I was more influenced by the book by Samuel P Huntington in 1998 that was called “The Clash of Civilisations” and that predicted, if I remember correctly and it’s close to 20 years since I read it, that the key schisms in society would simply switch from being based on politics to being based on religion. The book really helped me to get a sense of, for example, the dynamics driving the chaos in the Balkans. The Serbeans were backed by the Russians, as both countries were Orthodox Christians, while other countries were Catholic or Muslim (a gross simplification, of course). Huntington’s view looks prescient with the huge tensions between the Christian and Muslim worlds at the moment.
Anyway, getting back to technology, it could be argued that we are at the ‘end of technology’. In a keynote I gave at the SID event in Rio in 2014, and extended at a later keynote at Electronic Display in Germany in early 2015, I pointed out that it could be argued that what Apple had done with the iPhone and iPad (and even the Apple Watch) is to extend the scope of smart displays from very small to very big. These days, whatever size of display you think is appropriate, you can get a smart display from watches to big TVs. From watches, to smartphones, to phablets, tablets, notebooks, monitors with PCs to smart TVs, all the bases are now covered.

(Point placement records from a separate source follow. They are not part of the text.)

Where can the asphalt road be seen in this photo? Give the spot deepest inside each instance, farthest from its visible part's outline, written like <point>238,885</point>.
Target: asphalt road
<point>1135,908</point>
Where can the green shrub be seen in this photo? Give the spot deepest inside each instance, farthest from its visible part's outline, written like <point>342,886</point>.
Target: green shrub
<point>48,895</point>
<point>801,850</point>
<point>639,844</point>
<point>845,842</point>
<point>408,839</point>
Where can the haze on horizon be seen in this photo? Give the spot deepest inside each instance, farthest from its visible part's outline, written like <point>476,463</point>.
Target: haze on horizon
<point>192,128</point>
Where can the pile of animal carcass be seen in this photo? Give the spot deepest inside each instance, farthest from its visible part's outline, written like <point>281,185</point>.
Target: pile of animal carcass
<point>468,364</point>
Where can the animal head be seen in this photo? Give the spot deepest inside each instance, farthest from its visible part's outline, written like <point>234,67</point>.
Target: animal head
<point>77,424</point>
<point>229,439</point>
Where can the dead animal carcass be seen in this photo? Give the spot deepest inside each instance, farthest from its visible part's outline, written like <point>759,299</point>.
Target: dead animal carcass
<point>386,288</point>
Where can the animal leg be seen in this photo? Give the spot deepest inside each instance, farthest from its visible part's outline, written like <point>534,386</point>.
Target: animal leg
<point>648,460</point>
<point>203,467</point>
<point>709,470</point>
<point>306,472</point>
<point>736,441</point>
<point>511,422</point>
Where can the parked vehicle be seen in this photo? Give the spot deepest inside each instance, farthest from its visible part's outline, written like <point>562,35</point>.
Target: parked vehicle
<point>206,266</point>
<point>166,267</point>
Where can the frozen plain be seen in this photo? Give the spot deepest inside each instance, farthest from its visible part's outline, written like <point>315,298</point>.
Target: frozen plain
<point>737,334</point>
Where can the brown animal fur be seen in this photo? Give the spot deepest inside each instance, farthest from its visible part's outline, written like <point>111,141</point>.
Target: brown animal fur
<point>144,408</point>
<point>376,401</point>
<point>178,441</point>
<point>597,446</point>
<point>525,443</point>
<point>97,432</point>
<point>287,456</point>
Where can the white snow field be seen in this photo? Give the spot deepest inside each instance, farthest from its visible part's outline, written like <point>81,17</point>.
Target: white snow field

Arguably, then, the buzz technology du jour, VR, could be viewed as being important because it breaks this paradigm, where the device is effectively defined by the physical size of the display. Once you get a virtual headset, the potential resolution is no longer dictated by the physical screen and we have reported in Mobile Display Monitor on a number of initiatives to create virtual PC display in virtual space. It seems to me that, eventually, that will probably be the way we all interact with systems. However, to make that work, a huge amount of technology has to be developed to create headsets that work properly with the human visual system. That will, almost certainly, mean light field displays that make the optics match the real world.
Today’s VR is, relatively, as crude as the early CGA CRT monitors that we saw in the early ’80s. 640 x 200 resolution with 16 colours would be laughable now (and already looked historic when, in 1997, I helped organise a display of PC monitor developments to celebrate 100 years of the CRT) and in a lot fewer years, today’s headsets will look very, very crude.
Anyway, it seems to me that what currently feels like the end of progress in client devices will be just a breathing space before we hit the next big S curve.